Crispy Baked Eggplant with Spinach
Crispy Baked Eggplant with Spinach is a delightful and healthy dish perfect for a midnight snack. The combination of crunchy eggplant and savory spinach is both satisfying and nutritious.

40 minutes
Difficulty: Easy
American
260 kcal
Ingredients
- 1 medium eggplant - sliced into 1/2 inch rounds
- 1/2 teaspoon salt - for sweating the eggplant
- 1/2 cup whole wheat breadcrumbs
- 1/4 cup grated Parmesan cheese
- 1 teaspoon garlic powder
- 1 teaspoon dried oregano
- 1/4 teaspoon black pepper
- 2 tablespoons olive oil
- 2 cups fresh spinach - chopped
- 1 tablespoon lemon juice
- 1/4 teaspoon crushed red pepper flakes - optional
Steps
- Preheat the oven to 200°C (400°F).
- Sprinkle salt on both sides of the eggplant slices and let them sit for about 15 minutes to draw out moisture.
- Rinse the eggplant slices under cold water and pat them dry with paper towels.
- In a shallow bowl, mix the breadcrumbs, Parmesan cheese, garlic powder, oregano, and black pepper.
- Brush both sides of each eggplant slice with olive oil, then dip them into the breadcrumb mixture, coating well.
- Place the coated eggplant slices on a baking sheet lined with parchment paper.
- Bake in the preheated oven for 20-25 minutes, flipping halfway through, until golden brown and crispy.
- While the eggplant is baking, heat a pan over medium heat and add the chopped spinach. Sauté for 3-4 minutes until wilted.
- Remove the spinach from heat and stir in lemon juice and crushed red pepper flakes if using.

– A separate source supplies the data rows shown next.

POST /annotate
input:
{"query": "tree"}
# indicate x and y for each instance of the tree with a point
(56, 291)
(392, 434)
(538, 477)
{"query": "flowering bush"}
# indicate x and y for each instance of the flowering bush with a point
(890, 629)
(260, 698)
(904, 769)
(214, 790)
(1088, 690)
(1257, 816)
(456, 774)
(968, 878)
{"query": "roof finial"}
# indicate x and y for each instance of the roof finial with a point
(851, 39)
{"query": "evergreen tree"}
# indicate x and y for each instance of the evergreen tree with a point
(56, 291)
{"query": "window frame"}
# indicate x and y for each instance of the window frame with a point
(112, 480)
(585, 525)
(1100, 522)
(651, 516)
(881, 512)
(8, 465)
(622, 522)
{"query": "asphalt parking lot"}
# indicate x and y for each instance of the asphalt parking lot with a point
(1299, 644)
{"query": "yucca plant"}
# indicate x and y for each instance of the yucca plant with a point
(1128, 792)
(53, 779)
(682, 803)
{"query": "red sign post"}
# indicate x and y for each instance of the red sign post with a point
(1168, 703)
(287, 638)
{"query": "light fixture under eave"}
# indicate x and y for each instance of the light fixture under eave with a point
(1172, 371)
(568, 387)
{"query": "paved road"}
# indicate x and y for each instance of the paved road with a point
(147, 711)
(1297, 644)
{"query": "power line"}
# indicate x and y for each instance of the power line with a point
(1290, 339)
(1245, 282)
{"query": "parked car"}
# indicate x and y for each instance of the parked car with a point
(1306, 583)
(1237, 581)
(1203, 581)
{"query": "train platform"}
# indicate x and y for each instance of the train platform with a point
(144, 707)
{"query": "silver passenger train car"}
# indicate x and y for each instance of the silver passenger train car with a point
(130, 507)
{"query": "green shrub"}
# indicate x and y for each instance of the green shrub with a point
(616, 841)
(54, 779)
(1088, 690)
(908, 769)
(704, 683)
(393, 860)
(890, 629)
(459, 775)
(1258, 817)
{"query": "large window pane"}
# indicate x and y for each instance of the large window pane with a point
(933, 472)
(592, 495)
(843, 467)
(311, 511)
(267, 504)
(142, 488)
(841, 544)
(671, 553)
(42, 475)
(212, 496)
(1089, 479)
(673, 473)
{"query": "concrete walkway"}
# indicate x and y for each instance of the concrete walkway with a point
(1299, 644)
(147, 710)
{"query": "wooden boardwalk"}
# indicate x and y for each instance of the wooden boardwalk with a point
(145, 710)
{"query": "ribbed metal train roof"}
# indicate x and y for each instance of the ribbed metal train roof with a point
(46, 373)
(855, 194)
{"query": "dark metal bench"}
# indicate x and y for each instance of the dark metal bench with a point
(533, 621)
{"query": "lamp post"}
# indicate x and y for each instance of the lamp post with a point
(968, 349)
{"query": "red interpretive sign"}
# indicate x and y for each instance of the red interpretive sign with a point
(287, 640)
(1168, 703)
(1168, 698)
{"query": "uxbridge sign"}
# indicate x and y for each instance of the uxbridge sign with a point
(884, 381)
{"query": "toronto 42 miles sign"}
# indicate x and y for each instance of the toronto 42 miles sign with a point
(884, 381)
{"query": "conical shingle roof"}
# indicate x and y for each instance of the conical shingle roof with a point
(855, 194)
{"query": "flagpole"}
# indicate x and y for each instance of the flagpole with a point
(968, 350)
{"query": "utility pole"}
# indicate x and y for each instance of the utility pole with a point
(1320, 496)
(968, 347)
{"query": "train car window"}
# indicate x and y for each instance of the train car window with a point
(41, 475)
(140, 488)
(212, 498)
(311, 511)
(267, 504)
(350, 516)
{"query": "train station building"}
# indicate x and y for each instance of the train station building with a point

- Serve the crispy eggplant slices topped with the sautéed spinach.
Nutrition
- Calories: 260
- Protein: 8 g
- Carbs: 32 g
- Fiber: 10 g
- Sugar: 4 g
- Sodium: 350 mg
- Cholesterol: 10 mg
- Total Fat: 10 g
- Saturated Fat: 2 g
- Unsaturated Fat: 8 g
- Water: 0.2 L
Health Benefits
- Eggplant is low in calories and high in fiber, promoting digestive health.
- Spinach is rich in vitamins A, C, and K, supporting immune function and skin health.